A two-tier housing market will be the result of Labour’s half-baked leasehold reform plans | Harry Scoffin


The leasehold system in England and Wales has needed tearing down since the medieval era. It locks homeowners, especially those in flats, into an exploitative, serf-like relationship with the freeholder who owns the property and management rights to it.

The freeholder can exploit this power imbalance and, with the backing of the law, coerce the leaseholder to pay extortionate sums in ground rent and service charges. The former is a payment conferring no benefit or service to leaseholders, it is owed as tribute to the freeholder’s superior legal rights. Historically a trivial amount, ground rent has been gamed in recent years to extort more money from individual leaseholders. So destructive are ground rents that in 2022, parliament passed a law banning them on new homes.

The freeholder also appoints a building management company to handle maintenance, funded by a service charge levied on flat owners. In practice, this can lead to conflicts of interest and exorbitant fees. If leaseholders fail to meet demands for a payment above £350 they can face their home being claimed without compensation. The threat of forfeiture forces leaseholders to pay inflated fees – sometimes for services never received.

I’ve seen leaseholder exploitation at first-hand. My mum’s service charges to her freeholder have risen to an obscene £33,000 annually, as the no-frills building deteriorates and homes are rendered unsaleable.

Hamptons found that in 2023 alone, leaseholders in England and Wales paid a punishing £7.6bn in service charges. A 2011 study by Which? estimated leaseholders were being overcharged by £700m every year through inflated service charges. A recent government impact assessment considered this figure to be too low due to growth of the sector. Growing awareness of leasehold’s exploitative nature has widened the price gap between houses and flats. This gap is now at a 30-year high with buyers unwilling to become financial hostages.

The government’s new commonhold white paper promises to ban leasehold for future flats. New flats would be “commonhold”, a democratic structure whereby each flat-owner owns the freehold to their unit and, through a company, owns a share of the land with their neighbours. Commonholders would appoint their own managing agent and collectively decide how their money is spent. They would be free from ground rents and the risk of forfeiture.

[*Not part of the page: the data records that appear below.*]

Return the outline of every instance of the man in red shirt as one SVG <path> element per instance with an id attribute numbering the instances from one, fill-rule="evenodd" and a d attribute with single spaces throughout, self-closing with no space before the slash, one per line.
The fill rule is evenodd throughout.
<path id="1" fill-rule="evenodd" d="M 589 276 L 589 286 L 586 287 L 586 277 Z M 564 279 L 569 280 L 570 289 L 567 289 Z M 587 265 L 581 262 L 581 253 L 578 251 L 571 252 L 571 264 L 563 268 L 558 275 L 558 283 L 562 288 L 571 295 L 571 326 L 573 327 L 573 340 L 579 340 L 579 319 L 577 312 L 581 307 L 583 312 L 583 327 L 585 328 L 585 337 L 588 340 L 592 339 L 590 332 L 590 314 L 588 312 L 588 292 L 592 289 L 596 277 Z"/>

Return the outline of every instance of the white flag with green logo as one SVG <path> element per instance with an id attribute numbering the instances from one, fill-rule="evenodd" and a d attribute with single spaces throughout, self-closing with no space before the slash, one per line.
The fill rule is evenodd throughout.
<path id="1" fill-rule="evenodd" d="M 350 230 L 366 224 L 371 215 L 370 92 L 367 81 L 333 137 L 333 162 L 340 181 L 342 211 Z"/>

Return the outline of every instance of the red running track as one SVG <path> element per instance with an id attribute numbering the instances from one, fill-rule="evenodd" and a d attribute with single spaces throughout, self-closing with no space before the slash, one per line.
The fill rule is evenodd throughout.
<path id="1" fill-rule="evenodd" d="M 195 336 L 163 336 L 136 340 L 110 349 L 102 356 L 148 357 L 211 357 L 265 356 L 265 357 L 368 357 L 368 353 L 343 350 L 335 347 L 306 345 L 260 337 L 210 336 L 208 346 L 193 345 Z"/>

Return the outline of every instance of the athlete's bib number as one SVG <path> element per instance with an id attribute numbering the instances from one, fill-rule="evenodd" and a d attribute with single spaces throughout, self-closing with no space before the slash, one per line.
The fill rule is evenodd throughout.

However, the government has not committed to providing an assured pathway to commonhold for the millions, like my mum, already in leasehold flats. The proposals expect leaseholders to acquire the freehold before converting to commonhold. However, freehold purchase is extortionate, often costing tens of thousands of pounds a household. The government has suggested this won’t change, stating “the cost is likely to still be significant”. Labour has ruled out government-backed loans for commonhold conversion, a major Law Commission recommendation.

A block of flats in London. Photograph: Toddlerstock/Alamy

Beyond cost, many leaseholders are blocked from buying their freehold due to restrictions imposed by the Tories in the 1990s. Labour appears set to replicate these exclusions in their rules on who can acquire their freehold and convert to commonhold. These include the lack of a statutory right for leaseholders to retrospectively buy their freehold share if they did not participate in the original freehold buy-out with their neighbours, either because they couldn’t afford to or hadn’t yet bought into the development. Another exclusion harms leaseholders in flats structurally connected to commercial premises such as a shop.

Under the proposals, even qualifying leaseholders who secure majority support for commonholdwon’t be totally free of leasehold. Currently, the process requires 100% support from the leaseholders, lenders and freeholder. Although the government signals it will reduce the participation threshold to 50%, and ensure that only leaseholders decide, pure commonhold will only be secured if every single leaseholder votes and pays for it upfront.

Given that this is near impossible, commonhold will coexist with leasehold within individual buildings, potentially resulting in costly administration, disputes and even litigation. Why adopt a policy that the government itself recognises “might prove worse than the leasehold it replaced”?

The government’s half-baked intervention risks creating a new two-tier market, divided between shiny new commonhold flats and the legacy stock of leasehold debt traps. Elsewhere in the world, including in Scotland, flat-owners enjoy democratic self-rule without third-party landlords; it’s time we extended these rights to the rest of the UK – and that means commonhold for the many, not just the new.